FADs popular with marine life in Costa Rica’s oceans

Those who ply the sea know floating things attract or aggregate fish. Fish aggregating devices, known as FADs, are often thought of as manmade objects, but that is not always the case.

Shawn Larkin

Shawn Larkin

For most of history, the fad in FADs was natural, in the form of forest products: a branch or a tree falls into a river and makes its way to the sea. Any Tico captain knows to be ever watchful for floating branches and tree trunks that can damage a prop or hull, especially during the high runoff of rainy season, even when far offshore. But jump in with a piece of tree in the sea and you may be shocked.

Vast clouds of marine life will surround floating things that are smaller than you. When you jump in, all the life will often surround you like moths to a flame. Sometimes people jump right back in the boat when they realize there is no reef to dive down to. But you are the reef, and there may be so many fish surrounding you that you cannot see someone right next to you. 

FADs offshore of southwestern Costa Rica’s Osa Peninsula often draw diver favorites like silky sharks and manta rays, two species recently declared endangered. Super- and megapods of dolphins become natural FADs, and they check out other FADs. 

Why do many whales and dolphins, more than 300 species of fish like sharks, rays and billfish, all sea turtle species and countless crustaceans, seaweeds, invertebrates and other marine life hang out at natural and manmade FADs? Structure, protection, food and social opportunities seem to be the big attractions. Life like seaweed and barnacles quickly starts growing on almost all floating things. Other life shows up to eat what’s there. Still others may come for a bit of shade or a place to hide. Then come bigger things, and then even bigger things. A lot of marine life seems programmed with the instinct to check out FADs, probably because of the good chances to find lunch or a mate, or to not be eaten.

So where you have FADs, you have a lot of marine life.
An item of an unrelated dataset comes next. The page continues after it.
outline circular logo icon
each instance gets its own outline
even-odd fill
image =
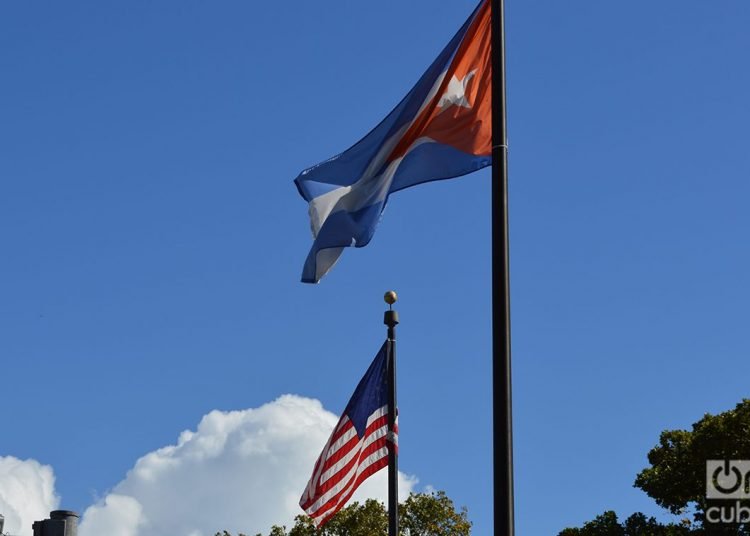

The longer the FAD is in the water, the more life it accumulates. Places with a lot of rivers and forests produce many natural FADs year-round, but mostly during rainy season and severe weather. The rivers of Costa Rica run full of FADs that will later drift many kilometers out to sea and grow their own clouds of marine life.

Natural FADs probably increase Costa Rica’s marine biodiversity and bioproductivity more than most people realize. Other places that are not so blessed with natural FADs make their own for local artisan and sport fishers and divers. Hawaii put in a system of FADs offshore of the islands in the 1970s. Today, each one of these many manmade FADs produces thousands of kilograms of fish a year with no by-catch, as well as recreation for local communities.

The purse seine commercial fishing industry also deploys manmade FADs, but on a massive scale over the entire Pacific. After the FADs grow their clouds of life, the ships put it all in a net. If they find a natural FAD, they do the same thing. This has a rather different outcome than the Hawaiian method.

The Hawaiian way kills no marine life other than food fish, and the local communities get the food and money the FAD generates. The Costa Rican purse seine netters’ way destroys the entire marine chain of life around the FAD, and no money or food goes to local Costa Ricans.

That is one fad I hope will end soon.